Thinking about my thinking about Facebook yesterday (owwww…that just gave me a headache), and I realized the Thing lurking behind my detestation of Facebook as a social experience:

There’s a premium on symbolic gestures, and really, deep down, I f*&king hate symbolic gestures.

I remember, back during my attempt at a fling with Christianity during high school (some people go self-destructive by rotting their brains with drugs; I just attempted another route) that one bit from the Gospels really stood out. I dug it — I got it, in that “deep in the bones” sense. It’s when Jesus tells people not to pray publically, but to do so quietly, in private. It’s all in fancy Biblical language, of course, or whatever dumbed down version the various modern translations use (this church was keen on the New International Version), but essentially Jesus said, “Yo, jackasses, don’t be showing off how holy you are. It’s prayer, not a dick-measuring trophy.”

Now, let me tell you folks — I’m a smart guy, always was, but back then, when I was what, 15? Total, complete, OMG dumbass. And even Dumbass Gregory took a total of about 2 seconds to look around and see, at this church that he was attending, that pretty much everyone around him was praying as loudly and obviously as they could so everyone would see how holy they were. How downright Righteous, ya know, full on fire with the Lord.

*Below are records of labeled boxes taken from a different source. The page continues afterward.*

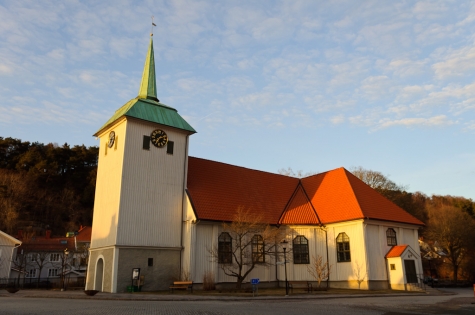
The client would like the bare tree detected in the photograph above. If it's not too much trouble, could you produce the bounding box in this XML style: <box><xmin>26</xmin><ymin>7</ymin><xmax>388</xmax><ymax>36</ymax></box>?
<box><xmin>29</xmin><ymin>251</ymin><xmax>50</xmax><ymax>287</ymax></box>
<box><xmin>307</xmin><ymin>255</ymin><xmax>332</xmax><ymax>287</ymax></box>
<box><xmin>351</xmin><ymin>166</ymin><xmax>406</xmax><ymax>191</ymax></box>
<box><xmin>425</xmin><ymin>205</ymin><xmax>475</xmax><ymax>283</ymax></box>
<box><xmin>208</xmin><ymin>209</ymin><xmax>286</xmax><ymax>289</ymax></box>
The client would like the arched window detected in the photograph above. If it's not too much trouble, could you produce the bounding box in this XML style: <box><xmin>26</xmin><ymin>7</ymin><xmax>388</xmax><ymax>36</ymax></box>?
<box><xmin>336</xmin><ymin>233</ymin><xmax>351</xmax><ymax>262</ymax></box>
<box><xmin>218</xmin><ymin>232</ymin><xmax>233</xmax><ymax>264</ymax></box>
<box><xmin>292</xmin><ymin>235</ymin><xmax>310</xmax><ymax>264</ymax></box>
<box><xmin>386</xmin><ymin>228</ymin><xmax>397</xmax><ymax>246</ymax></box>
<box><xmin>251</xmin><ymin>235</ymin><xmax>265</xmax><ymax>263</ymax></box>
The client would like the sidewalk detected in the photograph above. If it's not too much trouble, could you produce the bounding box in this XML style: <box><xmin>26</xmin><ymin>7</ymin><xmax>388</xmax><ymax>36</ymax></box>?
<box><xmin>0</xmin><ymin>290</ymin><xmax>453</xmax><ymax>301</ymax></box>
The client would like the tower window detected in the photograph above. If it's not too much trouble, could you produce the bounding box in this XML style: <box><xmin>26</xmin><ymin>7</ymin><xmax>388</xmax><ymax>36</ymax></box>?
<box><xmin>386</xmin><ymin>228</ymin><xmax>397</xmax><ymax>246</ymax></box>
<box><xmin>251</xmin><ymin>235</ymin><xmax>265</xmax><ymax>263</ymax></box>
<box><xmin>167</xmin><ymin>141</ymin><xmax>175</xmax><ymax>155</ymax></box>
<box><xmin>218</xmin><ymin>232</ymin><xmax>233</xmax><ymax>264</ymax></box>
<box><xmin>142</xmin><ymin>136</ymin><xmax>150</xmax><ymax>150</ymax></box>
<box><xmin>336</xmin><ymin>233</ymin><xmax>351</xmax><ymax>262</ymax></box>
<box><xmin>292</xmin><ymin>235</ymin><xmax>310</xmax><ymax>264</ymax></box>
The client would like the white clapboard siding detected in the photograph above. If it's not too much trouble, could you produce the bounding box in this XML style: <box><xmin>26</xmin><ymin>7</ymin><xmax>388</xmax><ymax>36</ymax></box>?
<box><xmin>117</xmin><ymin>120</ymin><xmax>187</xmax><ymax>247</ymax></box>
<box><xmin>192</xmin><ymin>224</ymin><xmax>218</xmax><ymax>283</ymax></box>
<box><xmin>327</xmin><ymin>221</ymin><xmax>368</xmax><ymax>281</ymax></box>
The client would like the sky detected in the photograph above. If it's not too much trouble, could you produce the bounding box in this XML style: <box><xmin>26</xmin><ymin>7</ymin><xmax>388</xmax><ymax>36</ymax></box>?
<box><xmin>0</xmin><ymin>0</ymin><xmax>475</xmax><ymax>200</ymax></box>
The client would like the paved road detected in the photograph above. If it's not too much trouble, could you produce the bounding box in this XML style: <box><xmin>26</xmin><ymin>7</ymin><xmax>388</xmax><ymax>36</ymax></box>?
<box><xmin>0</xmin><ymin>289</ymin><xmax>475</xmax><ymax>315</ymax></box>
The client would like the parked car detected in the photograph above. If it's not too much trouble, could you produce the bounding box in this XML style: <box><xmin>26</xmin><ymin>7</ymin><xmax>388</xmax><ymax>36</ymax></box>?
<box><xmin>423</xmin><ymin>276</ymin><xmax>439</xmax><ymax>287</ymax></box>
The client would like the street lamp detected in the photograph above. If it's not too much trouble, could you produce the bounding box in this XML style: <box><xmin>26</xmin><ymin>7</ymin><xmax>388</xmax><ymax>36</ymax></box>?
<box><xmin>61</xmin><ymin>248</ymin><xmax>69</xmax><ymax>291</ymax></box>
<box><xmin>427</xmin><ymin>256</ymin><xmax>432</xmax><ymax>278</ymax></box>
<box><xmin>282</xmin><ymin>239</ymin><xmax>289</xmax><ymax>296</ymax></box>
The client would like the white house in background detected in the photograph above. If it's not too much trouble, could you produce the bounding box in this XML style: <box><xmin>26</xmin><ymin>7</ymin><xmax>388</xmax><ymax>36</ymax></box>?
<box><xmin>0</xmin><ymin>231</ymin><xmax>21</xmax><ymax>283</ymax></box>
<box><xmin>13</xmin><ymin>226</ymin><xmax>91</xmax><ymax>287</ymax></box>
<box><xmin>86</xmin><ymin>34</ymin><xmax>423</xmax><ymax>292</ymax></box>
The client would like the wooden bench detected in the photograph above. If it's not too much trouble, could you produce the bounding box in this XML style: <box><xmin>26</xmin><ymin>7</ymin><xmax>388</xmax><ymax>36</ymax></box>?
<box><xmin>170</xmin><ymin>281</ymin><xmax>193</xmax><ymax>293</ymax></box>
<box><xmin>289</xmin><ymin>281</ymin><xmax>312</xmax><ymax>293</ymax></box>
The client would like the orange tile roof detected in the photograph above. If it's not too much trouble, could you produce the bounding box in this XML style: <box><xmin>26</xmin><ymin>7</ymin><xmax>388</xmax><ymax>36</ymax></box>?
<box><xmin>302</xmin><ymin>168</ymin><xmax>424</xmax><ymax>225</ymax></box>
<box><xmin>302</xmin><ymin>168</ymin><xmax>364</xmax><ymax>224</ymax></box>
<box><xmin>76</xmin><ymin>226</ymin><xmax>92</xmax><ymax>243</ymax></box>
<box><xmin>187</xmin><ymin>157</ymin><xmax>299</xmax><ymax>224</ymax></box>
<box><xmin>187</xmin><ymin>157</ymin><xmax>424</xmax><ymax>225</ymax></box>
<box><xmin>385</xmin><ymin>245</ymin><xmax>407</xmax><ymax>258</ymax></box>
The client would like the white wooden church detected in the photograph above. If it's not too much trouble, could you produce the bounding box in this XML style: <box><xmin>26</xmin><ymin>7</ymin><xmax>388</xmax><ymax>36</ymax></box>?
<box><xmin>86</xmin><ymin>38</ymin><xmax>423</xmax><ymax>292</ymax></box>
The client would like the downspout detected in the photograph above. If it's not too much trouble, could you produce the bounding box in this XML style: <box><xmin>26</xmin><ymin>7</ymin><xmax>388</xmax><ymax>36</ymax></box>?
<box><xmin>180</xmin><ymin>135</ymin><xmax>190</xmax><ymax>278</ymax></box>
<box><xmin>321</xmin><ymin>225</ymin><xmax>330</xmax><ymax>289</ymax></box>
<box><xmin>363</xmin><ymin>217</ymin><xmax>369</xmax><ymax>290</ymax></box>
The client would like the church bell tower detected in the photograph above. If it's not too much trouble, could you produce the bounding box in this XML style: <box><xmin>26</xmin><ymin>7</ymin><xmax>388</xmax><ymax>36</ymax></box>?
<box><xmin>86</xmin><ymin>35</ymin><xmax>196</xmax><ymax>292</ymax></box>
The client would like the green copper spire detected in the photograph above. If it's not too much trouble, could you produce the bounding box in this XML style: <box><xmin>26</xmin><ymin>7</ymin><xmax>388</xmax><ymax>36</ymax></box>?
<box><xmin>138</xmin><ymin>35</ymin><xmax>158</xmax><ymax>102</ymax></box>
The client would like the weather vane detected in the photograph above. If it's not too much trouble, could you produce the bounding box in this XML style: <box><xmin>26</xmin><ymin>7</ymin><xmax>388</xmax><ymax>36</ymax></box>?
<box><xmin>150</xmin><ymin>15</ymin><xmax>157</xmax><ymax>36</ymax></box>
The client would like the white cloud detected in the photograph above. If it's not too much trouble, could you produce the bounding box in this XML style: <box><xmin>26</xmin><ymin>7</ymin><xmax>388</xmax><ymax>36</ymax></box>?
<box><xmin>376</xmin><ymin>115</ymin><xmax>457</xmax><ymax>129</ymax></box>
<box><xmin>330</xmin><ymin>115</ymin><xmax>345</xmax><ymax>125</ymax></box>
<box><xmin>432</xmin><ymin>45</ymin><xmax>475</xmax><ymax>79</ymax></box>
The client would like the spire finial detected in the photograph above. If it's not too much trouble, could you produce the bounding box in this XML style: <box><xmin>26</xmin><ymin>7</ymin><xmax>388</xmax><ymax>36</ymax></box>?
<box><xmin>138</xmin><ymin>29</ymin><xmax>159</xmax><ymax>102</ymax></box>
<box><xmin>150</xmin><ymin>15</ymin><xmax>157</xmax><ymax>36</ymax></box>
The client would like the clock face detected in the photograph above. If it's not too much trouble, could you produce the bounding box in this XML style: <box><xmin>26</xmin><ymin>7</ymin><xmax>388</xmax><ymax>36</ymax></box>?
<box><xmin>150</xmin><ymin>129</ymin><xmax>168</xmax><ymax>148</ymax></box>
<box><xmin>107</xmin><ymin>131</ymin><xmax>115</xmax><ymax>148</ymax></box>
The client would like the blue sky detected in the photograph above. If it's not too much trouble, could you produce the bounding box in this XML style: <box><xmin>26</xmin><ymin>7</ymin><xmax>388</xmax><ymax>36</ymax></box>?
<box><xmin>0</xmin><ymin>0</ymin><xmax>475</xmax><ymax>199</ymax></box>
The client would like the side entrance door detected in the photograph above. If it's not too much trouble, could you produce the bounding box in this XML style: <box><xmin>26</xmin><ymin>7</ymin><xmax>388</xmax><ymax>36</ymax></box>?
<box><xmin>404</xmin><ymin>259</ymin><xmax>418</xmax><ymax>283</ymax></box>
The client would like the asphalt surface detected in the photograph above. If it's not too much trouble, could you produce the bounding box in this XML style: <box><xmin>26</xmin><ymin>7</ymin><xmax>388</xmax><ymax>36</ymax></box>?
<box><xmin>0</xmin><ymin>288</ymin><xmax>475</xmax><ymax>315</ymax></box>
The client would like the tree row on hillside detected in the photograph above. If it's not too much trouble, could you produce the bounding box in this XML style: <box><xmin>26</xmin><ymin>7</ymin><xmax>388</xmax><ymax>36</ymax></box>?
<box><xmin>0</xmin><ymin>137</ymin><xmax>99</xmax><ymax>234</ymax></box>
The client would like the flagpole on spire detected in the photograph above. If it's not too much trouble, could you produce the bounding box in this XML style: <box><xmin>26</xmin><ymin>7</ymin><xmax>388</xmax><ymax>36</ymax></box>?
<box><xmin>150</xmin><ymin>15</ymin><xmax>157</xmax><ymax>36</ymax></box>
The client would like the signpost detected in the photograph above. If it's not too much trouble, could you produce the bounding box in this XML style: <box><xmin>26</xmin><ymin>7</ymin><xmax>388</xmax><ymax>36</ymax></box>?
<box><xmin>251</xmin><ymin>278</ymin><xmax>259</xmax><ymax>296</ymax></box>
<box><xmin>130</xmin><ymin>268</ymin><xmax>140</xmax><ymax>292</ymax></box>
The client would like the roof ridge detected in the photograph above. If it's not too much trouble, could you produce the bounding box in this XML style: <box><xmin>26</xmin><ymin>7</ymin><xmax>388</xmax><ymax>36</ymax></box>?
<box><xmin>338</xmin><ymin>167</ymin><xmax>371</xmax><ymax>218</ymax></box>
<box><xmin>299</xmin><ymin>180</ymin><xmax>323</xmax><ymax>225</ymax></box>
<box><xmin>188</xmin><ymin>155</ymin><xmax>300</xmax><ymax>180</ymax></box>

I relate this not to particularly poke at the Christians. There is nothing unique in their hypocrisy in this: it’s just being human. All too often we are as fixated on, or more fixated on, being seen to be good, rather than just being good. Narcissism is an ever-present threat in the human mind, one to which we all fall prey (I just wrote “pray” there, heh).

The trouble is, of course, we can get so fixated on being seen to make the right noises that we don’t even bother thinking about whether they are, in fact, the right noises. Or whether making said noises does anything concrete other than, you know, make noise. We can end up in a place where we decide that, oh, that guy didn’t post the inspirational thing about cancer survivors to his status, so he’s a bad, selfish person. We can get to where we think that mouthing platitudes actually counts as doing something. I’m a weird person, really — idealistic in many ways, but at heart also deeply practical. I hate wasted effort, and symbolic gestures almost always seem like that. I see things like that and I just want to scream, “Shut up and get to work!” The rest is just noise.